The novel begins with the line: "There are days that should not have dawned," evoking the fatalism of an era in which the seeds of modern evils are sown - terrorism, fundamentalism and geopolitical intrigue.
Khayyam, a brilliant but lonely intellectual, lives in Nishapur under the Seljuk sultans, where he faces the collapse of the Arab empire, the arrival of the Crusaders and the conflict between Sunnis and Shiites. As a court astrologer and poet, he navigates court intrigues: the sultan's vizier Nizam al-Mulk, his friend and rival, manipulates power, while Hasan-i Sabbah, the founder of the Assassins, sows the seeds of terror through assassination and fanaticism. Khayyam's love for his wife Fitna, a dancer and mystic, becomes an anchor in the chaos - their erotic and spiritual relationship contrasts with brutal politics, where power hides behind power and law manipulates ritual.

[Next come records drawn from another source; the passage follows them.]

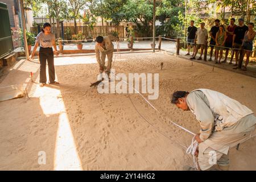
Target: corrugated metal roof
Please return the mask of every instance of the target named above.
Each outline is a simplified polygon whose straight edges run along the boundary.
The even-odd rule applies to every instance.
[[[3,2],[6,3],[7,9],[8,13],[9,14],[9,19],[10,19],[10,24],[11,25],[11,27],[15,27],[15,24],[14,23],[14,0],[1,0],[1,2]]]

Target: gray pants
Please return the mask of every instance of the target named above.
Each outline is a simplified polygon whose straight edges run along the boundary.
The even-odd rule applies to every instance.
[[[112,59],[113,59],[113,52],[110,52],[108,54],[101,53],[101,65],[103,68],[105,68],[105,60],[106,59],[106,55],[108,57],[108,66],[107,66],[107,72],[110,72],[110,69],[112,68]]]
[[[53,51],[51,48],[40,47],[39,50],[40,80],[40,83],[46,83],[46,61],[48,63],[48,71],[50,83],[55,81]]]
[[[226,138],[230,138],[232,141],[230,143],[230,147],[237,146],[238,143],[249,139],[250,134],[253,133],[255,128],[255,125],[247,129],[243,132],[235,134],[232,135],[227,135]],[[234,139],[236,138],[237,139]],[[204,150],[203,148],[206,148]],[[214,164],[217,164],[220,167],[228,167],[229,166],[229,154],[225,155],[219,151],[214,150],[212,148],[207,146],[204,142],[200,143],[199,146],[199,154],[198,156],[198,163],[201,170],[207,170]]]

Through Khayyam's diary and visions, Karahasan explores themes: the limits of reason and faith, fatalism versus free will, art as a resistance to violence. The novel, with precise historical backgrounds (calendar reform, the Assassin Order), dissects how modern conflicts were born in that era - from Orientalism to terrorist networks. As an allegory of the contemporary Middle East, The Seed of Death celebrates Khayyam's rubaiyat as a hymn to transience: "Life is a dream, and death is an awakening." Sequels: The Consolation of the Night Sky and The Scent of the Rose.